← Blank 2 Vec

An idea that I find really fascinating is that you can turn anything into a vector of numbers. This is incredible.

I believe the first big paper in this paradigm that I know of is Word2Vec where they trained a model to produce embeddings (this is just what the fancy word for the vector is) for a certain word.

How do you do this?

Well, in their case. You can either train to take a word and predict the words around it, or you can take the 2 words before and 2 words after and try to predict the word in the middle. Either way, whenever you have this type of prediction, you’re able to form strong representations of the word. This is usually done by having the neural net have some sort of bottleneck layer before word prediction, that’s the “embedding” part.

This is also done with VAEs, and now CLIP (maybe one of my favorite papers of all time).

The basic question of CLIP was, can we somehow put in an image and get words or put in words and get an image? How do we tell how similar the two things are?

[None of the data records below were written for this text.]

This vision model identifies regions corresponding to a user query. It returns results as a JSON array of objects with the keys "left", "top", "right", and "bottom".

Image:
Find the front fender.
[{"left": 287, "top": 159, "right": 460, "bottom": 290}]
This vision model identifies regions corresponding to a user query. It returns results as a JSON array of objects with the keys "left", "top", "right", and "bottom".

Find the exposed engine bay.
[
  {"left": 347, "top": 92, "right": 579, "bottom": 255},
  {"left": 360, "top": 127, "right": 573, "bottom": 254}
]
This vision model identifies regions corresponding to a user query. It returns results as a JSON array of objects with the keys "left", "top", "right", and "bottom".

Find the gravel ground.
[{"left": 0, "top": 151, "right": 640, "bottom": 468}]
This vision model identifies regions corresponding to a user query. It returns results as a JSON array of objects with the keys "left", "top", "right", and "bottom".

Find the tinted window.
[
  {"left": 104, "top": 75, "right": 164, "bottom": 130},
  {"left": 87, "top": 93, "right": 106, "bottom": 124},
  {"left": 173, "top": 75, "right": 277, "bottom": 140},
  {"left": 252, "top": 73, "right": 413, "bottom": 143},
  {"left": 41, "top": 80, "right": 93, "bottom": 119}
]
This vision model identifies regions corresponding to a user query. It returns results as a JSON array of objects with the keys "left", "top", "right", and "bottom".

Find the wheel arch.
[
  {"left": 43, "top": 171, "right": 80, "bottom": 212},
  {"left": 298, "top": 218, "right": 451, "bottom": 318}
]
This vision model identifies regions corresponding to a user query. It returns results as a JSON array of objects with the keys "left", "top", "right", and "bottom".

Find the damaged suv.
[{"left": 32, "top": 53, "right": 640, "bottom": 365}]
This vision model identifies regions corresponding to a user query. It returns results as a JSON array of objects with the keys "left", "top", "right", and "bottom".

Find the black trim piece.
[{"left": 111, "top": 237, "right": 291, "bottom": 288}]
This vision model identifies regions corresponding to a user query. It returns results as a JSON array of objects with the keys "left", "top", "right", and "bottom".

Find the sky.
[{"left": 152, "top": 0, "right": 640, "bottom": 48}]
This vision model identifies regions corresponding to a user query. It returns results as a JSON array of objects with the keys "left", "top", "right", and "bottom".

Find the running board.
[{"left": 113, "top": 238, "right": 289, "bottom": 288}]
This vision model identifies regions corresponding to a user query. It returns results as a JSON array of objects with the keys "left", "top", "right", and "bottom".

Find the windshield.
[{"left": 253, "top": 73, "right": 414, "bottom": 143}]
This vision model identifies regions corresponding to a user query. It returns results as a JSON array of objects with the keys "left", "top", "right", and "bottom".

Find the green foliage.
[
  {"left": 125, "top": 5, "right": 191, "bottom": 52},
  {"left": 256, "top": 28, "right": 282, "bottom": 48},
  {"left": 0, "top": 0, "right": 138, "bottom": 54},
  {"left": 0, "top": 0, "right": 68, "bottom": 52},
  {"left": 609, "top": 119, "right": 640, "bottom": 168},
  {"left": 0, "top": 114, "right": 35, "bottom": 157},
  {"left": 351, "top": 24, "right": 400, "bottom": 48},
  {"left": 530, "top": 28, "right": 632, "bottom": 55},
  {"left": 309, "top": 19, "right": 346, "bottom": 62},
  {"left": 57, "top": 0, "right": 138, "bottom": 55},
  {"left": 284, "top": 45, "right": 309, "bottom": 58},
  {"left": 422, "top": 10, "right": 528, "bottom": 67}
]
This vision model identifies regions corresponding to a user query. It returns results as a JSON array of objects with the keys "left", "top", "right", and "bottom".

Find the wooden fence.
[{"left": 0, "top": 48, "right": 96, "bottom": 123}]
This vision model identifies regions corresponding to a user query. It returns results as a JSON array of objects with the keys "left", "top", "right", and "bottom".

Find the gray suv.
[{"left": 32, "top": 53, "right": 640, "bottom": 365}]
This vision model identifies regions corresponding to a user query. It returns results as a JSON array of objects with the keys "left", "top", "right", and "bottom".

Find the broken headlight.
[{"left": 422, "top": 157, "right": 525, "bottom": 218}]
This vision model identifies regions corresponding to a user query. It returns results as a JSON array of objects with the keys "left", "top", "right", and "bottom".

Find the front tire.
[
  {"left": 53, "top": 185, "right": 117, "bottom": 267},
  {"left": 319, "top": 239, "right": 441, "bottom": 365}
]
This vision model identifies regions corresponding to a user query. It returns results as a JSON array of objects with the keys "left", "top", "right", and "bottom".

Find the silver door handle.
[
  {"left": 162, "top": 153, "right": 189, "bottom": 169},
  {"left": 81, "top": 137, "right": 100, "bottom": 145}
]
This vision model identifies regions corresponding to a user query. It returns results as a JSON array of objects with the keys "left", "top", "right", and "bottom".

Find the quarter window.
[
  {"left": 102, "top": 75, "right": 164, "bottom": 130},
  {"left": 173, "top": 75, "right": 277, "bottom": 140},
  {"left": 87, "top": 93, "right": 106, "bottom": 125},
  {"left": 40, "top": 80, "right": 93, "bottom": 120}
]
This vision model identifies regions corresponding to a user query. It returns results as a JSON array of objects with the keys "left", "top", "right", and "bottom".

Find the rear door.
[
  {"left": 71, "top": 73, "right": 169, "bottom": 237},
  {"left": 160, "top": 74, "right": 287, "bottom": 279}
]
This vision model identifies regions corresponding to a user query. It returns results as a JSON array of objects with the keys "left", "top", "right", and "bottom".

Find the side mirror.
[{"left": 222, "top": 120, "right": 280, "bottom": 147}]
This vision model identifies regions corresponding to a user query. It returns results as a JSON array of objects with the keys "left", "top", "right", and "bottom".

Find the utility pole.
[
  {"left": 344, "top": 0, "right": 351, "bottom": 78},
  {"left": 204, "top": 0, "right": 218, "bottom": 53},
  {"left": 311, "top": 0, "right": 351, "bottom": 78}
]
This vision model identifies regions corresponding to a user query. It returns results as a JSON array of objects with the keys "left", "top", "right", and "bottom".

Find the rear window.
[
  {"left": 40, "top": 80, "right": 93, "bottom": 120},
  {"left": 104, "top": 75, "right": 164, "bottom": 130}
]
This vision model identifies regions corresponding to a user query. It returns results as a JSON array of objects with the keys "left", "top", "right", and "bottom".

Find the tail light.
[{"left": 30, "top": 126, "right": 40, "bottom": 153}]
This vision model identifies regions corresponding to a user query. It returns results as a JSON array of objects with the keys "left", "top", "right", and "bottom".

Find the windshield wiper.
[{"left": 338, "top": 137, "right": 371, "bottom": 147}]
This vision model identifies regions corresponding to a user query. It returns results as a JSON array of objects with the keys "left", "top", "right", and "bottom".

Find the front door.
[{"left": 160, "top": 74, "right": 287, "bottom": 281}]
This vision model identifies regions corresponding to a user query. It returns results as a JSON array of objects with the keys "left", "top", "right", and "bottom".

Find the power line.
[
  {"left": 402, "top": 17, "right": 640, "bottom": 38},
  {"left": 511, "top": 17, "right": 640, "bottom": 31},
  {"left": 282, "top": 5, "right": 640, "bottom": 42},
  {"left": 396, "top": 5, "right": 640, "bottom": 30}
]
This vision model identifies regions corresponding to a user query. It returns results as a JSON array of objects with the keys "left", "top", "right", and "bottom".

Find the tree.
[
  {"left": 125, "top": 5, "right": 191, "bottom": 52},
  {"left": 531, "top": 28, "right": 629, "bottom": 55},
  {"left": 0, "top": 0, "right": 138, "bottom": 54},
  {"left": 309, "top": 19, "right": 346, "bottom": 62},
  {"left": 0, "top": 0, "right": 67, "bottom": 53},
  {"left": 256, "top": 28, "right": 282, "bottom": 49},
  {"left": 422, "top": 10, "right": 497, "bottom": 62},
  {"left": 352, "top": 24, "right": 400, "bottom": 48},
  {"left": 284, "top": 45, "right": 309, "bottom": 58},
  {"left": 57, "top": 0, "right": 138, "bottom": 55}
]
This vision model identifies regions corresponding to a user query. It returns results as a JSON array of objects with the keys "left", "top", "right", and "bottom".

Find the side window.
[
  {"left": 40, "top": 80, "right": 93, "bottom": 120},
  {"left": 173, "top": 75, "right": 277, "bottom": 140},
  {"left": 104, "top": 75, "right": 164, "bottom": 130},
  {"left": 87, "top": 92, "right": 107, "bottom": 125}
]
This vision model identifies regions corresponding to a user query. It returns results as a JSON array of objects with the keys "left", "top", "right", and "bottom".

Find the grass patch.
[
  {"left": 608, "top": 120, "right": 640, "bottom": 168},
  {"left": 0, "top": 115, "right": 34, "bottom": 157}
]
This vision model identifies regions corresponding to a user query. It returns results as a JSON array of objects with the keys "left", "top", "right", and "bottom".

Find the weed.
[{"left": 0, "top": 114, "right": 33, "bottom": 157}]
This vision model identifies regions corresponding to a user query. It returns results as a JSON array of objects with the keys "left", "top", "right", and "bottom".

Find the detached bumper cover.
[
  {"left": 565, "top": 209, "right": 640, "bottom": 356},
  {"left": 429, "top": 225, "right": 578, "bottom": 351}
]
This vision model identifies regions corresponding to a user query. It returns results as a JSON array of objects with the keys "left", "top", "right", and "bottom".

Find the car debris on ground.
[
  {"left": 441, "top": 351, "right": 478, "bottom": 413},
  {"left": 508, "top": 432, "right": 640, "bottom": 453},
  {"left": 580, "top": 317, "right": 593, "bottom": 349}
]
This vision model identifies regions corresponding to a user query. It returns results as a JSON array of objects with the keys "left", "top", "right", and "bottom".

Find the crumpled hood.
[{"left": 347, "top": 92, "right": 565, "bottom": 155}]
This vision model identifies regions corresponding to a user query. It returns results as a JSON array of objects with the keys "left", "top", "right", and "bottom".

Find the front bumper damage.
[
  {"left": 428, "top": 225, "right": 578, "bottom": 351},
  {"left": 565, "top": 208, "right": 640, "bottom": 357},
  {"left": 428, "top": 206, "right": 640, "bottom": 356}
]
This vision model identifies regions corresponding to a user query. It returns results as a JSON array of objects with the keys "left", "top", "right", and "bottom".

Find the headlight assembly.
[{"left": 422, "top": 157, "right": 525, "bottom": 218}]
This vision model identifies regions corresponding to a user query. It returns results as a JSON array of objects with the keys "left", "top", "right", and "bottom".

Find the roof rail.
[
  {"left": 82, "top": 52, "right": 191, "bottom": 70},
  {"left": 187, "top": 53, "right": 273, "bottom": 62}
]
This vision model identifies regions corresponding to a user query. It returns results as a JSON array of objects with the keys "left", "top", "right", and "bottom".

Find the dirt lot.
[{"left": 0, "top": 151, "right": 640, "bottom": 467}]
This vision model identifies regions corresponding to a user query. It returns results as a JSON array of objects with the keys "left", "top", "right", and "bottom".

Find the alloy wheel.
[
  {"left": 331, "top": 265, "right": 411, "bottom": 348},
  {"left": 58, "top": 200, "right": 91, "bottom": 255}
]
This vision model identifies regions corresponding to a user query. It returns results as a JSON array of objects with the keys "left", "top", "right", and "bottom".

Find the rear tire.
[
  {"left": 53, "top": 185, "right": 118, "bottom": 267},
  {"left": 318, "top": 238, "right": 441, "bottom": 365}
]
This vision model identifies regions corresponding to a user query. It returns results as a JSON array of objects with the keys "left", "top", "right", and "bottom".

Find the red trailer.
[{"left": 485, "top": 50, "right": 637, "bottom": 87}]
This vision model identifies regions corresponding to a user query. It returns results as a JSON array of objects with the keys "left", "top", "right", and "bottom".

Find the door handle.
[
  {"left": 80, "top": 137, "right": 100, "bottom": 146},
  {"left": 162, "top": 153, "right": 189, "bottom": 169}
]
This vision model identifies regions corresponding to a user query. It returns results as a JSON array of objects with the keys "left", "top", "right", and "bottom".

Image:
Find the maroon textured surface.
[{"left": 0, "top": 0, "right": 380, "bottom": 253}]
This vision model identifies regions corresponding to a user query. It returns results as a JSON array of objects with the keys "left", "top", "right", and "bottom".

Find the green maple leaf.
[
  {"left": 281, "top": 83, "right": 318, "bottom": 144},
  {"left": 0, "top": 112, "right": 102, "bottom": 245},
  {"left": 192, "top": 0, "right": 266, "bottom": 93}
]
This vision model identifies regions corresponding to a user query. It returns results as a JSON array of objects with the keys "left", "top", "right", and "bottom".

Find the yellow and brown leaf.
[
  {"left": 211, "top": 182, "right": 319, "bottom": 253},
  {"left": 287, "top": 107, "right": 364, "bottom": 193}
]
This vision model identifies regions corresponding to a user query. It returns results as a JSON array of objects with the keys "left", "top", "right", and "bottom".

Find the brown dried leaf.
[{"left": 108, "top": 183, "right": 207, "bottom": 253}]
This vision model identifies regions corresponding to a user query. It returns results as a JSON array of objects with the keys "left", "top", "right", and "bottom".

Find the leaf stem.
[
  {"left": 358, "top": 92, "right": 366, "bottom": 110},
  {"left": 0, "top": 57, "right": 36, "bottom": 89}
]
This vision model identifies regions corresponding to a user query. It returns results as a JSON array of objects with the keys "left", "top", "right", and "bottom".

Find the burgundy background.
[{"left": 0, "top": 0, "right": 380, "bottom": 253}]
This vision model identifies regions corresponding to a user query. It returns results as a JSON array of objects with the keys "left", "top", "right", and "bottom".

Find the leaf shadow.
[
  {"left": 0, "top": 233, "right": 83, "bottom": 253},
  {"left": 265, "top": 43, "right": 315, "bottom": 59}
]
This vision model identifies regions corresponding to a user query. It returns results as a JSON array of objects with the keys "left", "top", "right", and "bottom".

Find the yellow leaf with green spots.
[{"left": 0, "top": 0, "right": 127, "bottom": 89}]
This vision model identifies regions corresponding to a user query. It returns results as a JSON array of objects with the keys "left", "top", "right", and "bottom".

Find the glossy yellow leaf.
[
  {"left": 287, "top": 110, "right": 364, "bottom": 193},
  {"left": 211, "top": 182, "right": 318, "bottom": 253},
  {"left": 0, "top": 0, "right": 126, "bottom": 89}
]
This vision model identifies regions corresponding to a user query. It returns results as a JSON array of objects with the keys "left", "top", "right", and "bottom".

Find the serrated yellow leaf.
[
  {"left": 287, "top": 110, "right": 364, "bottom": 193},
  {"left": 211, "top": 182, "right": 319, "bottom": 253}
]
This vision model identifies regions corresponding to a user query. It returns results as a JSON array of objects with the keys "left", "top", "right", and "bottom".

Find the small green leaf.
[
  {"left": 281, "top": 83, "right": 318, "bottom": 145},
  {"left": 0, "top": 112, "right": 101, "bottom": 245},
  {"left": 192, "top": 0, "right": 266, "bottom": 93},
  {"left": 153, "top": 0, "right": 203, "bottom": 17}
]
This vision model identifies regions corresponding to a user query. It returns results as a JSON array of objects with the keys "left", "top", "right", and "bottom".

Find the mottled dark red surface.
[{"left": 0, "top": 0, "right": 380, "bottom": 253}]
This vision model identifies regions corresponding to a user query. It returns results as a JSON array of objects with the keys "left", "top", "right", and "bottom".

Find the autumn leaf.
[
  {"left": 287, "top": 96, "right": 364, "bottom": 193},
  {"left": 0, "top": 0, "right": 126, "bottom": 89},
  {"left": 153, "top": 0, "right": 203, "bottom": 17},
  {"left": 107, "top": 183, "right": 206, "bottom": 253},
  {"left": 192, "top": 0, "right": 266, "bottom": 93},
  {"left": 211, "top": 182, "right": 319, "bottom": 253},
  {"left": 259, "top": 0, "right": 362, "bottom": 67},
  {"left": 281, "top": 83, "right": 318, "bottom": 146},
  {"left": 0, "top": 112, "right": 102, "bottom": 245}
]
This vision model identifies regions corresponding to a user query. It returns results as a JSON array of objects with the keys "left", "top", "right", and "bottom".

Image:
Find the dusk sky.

Once again, they showed that raw input is key in this. If you just take images that have alt tags from online, most of them are not that great, but by training a model to predict which alt text goes with what image, you end up able to get such a strong model for co-embedding the two formats.

This basic paradigm has been done with so much now. How do you “clip” geolocations (GeoClip) or astrophysics stars, or whatever else. What else is there to do in this space besides eke out small advantages? (I believe there’s definitely more room for creativity)

Infinite Craft

Something that kind of embodies this notion is Neal’s new game Infinite Craft. It is reminiscent of the old games where you were able to combine elements to form new ones to try and discover the edges of the game world, but in this one, the relationships are built in by a human but by an AI. This means that you can do a lot of wacky things, but the space of “explorable” elements is essentially infinite.

By turning words into numbers, we’ve somehow crafted a notion of what “adding” two concepts is. That is incredible.